3 associations portent plainte contre Marineland

Les associations « Réseau-Cétacés », « C’est Assez ! » et « ASPAS » ont porté plainte contre Marineland d’Antibes et ses dirigeants. Voici des extraits du dossier de presse.

Les graves méfaits en question sont des actes de cruauté et de maltraitance envers les cétacés, l’absence de soins et la mise à mort sans nécessité.

Maltraitance des cétacés : Trois associations portent plainte contre

le Marineland d’Antibes

COMMUNIQUÉ DE PRESSE

Les chefs d’accusation retenus sont la commission d’actes de cruauté et de

maltraitance envers les cétacés, défaut de soins et la mise à mort sans

nécessité. Cette plainte est accompagnée de 4 témoignages édifiants qui lèvent le voile sur la condition des cétacés captifs au Marineland :

celui de John Hargrove, ancien employé du parc marin et

principal témoin à charge du documentaire «Blackfish» qui a mis

à mal l’industrie de la captivité aux Etats-Unis,

celui de Jennifer Reynaud, ancienne stagiaire au Marineland,

celui de Franck Dupraz, Docteur Vétérinaire et membre du Groupe d’Etudes des Cétacés de Méditerranée,

celui de Morgane Perri, Biologiste Marin.

Derrière le business, la détresse…

A quelques semaines de la réouverture du parc marin, les associations

« Réseau-Cétacés », « C’est Assez ! » et « ASPAS » rappellent qu’elles ont

déposé une plainte officielle, le 29 décembre 2015, contre la société

Marineland qui exploite le parc marin et animalier d’Antibes et contre ses

dirigeants.
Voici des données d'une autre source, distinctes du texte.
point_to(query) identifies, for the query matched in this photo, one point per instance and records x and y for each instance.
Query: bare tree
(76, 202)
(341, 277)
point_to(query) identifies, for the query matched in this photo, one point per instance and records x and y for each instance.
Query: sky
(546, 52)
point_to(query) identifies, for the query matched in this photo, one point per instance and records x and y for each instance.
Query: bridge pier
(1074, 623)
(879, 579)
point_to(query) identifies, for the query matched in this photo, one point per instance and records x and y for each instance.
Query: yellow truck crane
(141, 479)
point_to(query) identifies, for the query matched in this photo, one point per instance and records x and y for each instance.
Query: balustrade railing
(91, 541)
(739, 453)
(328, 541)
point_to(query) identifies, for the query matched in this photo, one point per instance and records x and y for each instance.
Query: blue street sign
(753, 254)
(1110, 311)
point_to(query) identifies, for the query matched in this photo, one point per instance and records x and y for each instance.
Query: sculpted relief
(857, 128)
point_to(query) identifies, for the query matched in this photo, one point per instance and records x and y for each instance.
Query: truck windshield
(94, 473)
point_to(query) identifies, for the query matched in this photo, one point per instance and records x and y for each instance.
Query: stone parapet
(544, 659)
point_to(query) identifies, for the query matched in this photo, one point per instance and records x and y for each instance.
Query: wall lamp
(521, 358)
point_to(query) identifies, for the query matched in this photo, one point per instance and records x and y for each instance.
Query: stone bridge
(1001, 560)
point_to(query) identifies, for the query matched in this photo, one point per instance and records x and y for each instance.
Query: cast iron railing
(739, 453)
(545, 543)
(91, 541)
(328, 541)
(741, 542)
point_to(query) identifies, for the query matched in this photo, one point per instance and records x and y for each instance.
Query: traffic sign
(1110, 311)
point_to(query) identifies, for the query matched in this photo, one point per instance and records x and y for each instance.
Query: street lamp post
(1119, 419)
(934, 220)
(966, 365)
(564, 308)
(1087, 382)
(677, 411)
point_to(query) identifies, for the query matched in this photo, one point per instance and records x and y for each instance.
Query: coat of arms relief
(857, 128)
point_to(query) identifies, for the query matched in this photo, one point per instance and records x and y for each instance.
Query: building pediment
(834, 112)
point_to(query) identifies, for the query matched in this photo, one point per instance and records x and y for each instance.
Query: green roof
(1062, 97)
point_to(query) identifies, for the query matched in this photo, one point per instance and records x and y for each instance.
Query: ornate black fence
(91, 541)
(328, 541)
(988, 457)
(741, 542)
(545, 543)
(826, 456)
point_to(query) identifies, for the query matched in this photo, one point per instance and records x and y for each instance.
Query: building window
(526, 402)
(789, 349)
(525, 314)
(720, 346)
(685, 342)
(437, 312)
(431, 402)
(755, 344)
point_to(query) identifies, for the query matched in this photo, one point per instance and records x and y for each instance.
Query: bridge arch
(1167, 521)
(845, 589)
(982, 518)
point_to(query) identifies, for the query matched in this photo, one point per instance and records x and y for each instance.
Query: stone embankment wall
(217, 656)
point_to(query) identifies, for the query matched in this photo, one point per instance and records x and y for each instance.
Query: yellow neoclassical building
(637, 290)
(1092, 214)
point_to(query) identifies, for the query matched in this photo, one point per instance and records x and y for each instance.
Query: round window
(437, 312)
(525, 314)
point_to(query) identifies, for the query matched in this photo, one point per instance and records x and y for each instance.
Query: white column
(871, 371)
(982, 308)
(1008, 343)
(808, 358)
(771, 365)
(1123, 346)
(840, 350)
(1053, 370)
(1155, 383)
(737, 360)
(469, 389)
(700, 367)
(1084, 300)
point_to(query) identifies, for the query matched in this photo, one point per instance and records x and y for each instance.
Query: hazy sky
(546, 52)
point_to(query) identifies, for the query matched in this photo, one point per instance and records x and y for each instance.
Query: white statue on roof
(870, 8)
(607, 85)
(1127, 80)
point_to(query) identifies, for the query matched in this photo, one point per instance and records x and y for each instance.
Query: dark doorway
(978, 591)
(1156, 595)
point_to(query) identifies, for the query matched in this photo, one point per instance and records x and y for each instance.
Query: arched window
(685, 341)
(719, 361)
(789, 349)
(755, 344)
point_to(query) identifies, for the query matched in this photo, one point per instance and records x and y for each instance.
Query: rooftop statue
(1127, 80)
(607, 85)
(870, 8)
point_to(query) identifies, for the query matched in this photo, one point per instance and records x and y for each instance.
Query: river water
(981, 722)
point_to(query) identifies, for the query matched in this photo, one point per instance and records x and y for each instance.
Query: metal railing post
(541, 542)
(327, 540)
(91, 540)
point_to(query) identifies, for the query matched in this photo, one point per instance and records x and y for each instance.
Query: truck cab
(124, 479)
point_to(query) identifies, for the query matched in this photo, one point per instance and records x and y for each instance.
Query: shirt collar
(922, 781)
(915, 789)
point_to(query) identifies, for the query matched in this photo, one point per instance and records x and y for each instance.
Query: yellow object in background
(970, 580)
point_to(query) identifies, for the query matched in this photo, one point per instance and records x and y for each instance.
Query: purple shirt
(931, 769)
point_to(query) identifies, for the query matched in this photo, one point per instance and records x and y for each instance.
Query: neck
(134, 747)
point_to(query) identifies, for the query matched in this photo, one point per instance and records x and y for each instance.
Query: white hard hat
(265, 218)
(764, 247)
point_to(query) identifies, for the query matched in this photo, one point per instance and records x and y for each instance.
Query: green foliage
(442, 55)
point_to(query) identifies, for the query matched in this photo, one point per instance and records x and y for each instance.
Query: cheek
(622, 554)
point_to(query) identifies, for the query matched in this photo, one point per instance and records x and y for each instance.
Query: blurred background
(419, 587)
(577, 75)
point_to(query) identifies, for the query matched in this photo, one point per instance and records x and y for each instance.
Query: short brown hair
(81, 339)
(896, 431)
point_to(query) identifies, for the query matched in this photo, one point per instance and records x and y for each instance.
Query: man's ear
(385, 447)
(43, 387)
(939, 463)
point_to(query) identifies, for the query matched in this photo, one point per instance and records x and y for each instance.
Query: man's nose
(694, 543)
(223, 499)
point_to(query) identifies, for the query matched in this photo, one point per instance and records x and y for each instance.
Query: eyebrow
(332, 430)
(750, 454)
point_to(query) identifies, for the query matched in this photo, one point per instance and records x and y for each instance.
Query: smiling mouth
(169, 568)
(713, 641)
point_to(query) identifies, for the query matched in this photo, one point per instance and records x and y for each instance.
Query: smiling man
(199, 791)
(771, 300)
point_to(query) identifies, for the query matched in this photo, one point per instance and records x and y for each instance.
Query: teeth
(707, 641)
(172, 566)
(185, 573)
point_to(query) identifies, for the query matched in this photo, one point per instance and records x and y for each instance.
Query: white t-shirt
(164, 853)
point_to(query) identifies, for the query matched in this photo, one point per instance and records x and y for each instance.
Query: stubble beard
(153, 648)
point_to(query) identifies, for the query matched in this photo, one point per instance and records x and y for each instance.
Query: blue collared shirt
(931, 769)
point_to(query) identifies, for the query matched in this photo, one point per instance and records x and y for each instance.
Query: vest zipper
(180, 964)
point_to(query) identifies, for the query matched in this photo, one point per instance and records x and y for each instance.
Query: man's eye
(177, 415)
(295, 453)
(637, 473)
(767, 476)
Plainte déposée auprès du Tribunal de Grande Instance de

Grasse, par l’intermédiaire de Maître Alexandre Faro, Avocat au Barreau

de Paris.

«… Un matin, en arrivant au travail, nous avons trouvé sept orques grièvement brûlées, lésions provoquées par une défaillance du système de filtration dans la nuit qui envoyait du chlore en continu dans le bassin. Les orques étaient tellement brûlées qu’elles n’arrivaient pas à ouvrir les yeux, même pas pour se nourrir… Cet incident a aussi provoqué des problèmes de peau. Des lambeaux de peau tombaient au niveau de la tête et du dos. Pendant des jours, leur peau était gravement endommagée et exposée aux infections bactériennes… ».

Extrait du témoignage de John Hargrove.

Marineland enfreint manifestement le code pénal qui sanctionn

–  les actes de cruauté envers des animaux tenus en captivité.

Comment ? D’après le témoignage de Jennifer Reynaud, la société Marineland emploie des méthodes de dressage particulièrement draconiennes afin que les animaux réalisent leurs acrobaties. Selon les attestations jointes à la plainte, les cétacés sont affamés pendant plusieurs heures avant une représentation aux fins de s’assurer de leur volonté et de leur efficacité pendant le spectacle :

«… Les animaux ne sont nourris qu’en fonction du planning. Afin d’obtenir l’entière coopération de l’animal durant un spectacle ou une séance de dressage, il faut préalablement l’affamer. Voilà pourquoi les animaux ne seront pas nourris plusieurs heures avant une représentation, pour s’assurer de leur totale volonté et efficacité durant le show… Si l’animal veut se nourrir, il doit obéir…»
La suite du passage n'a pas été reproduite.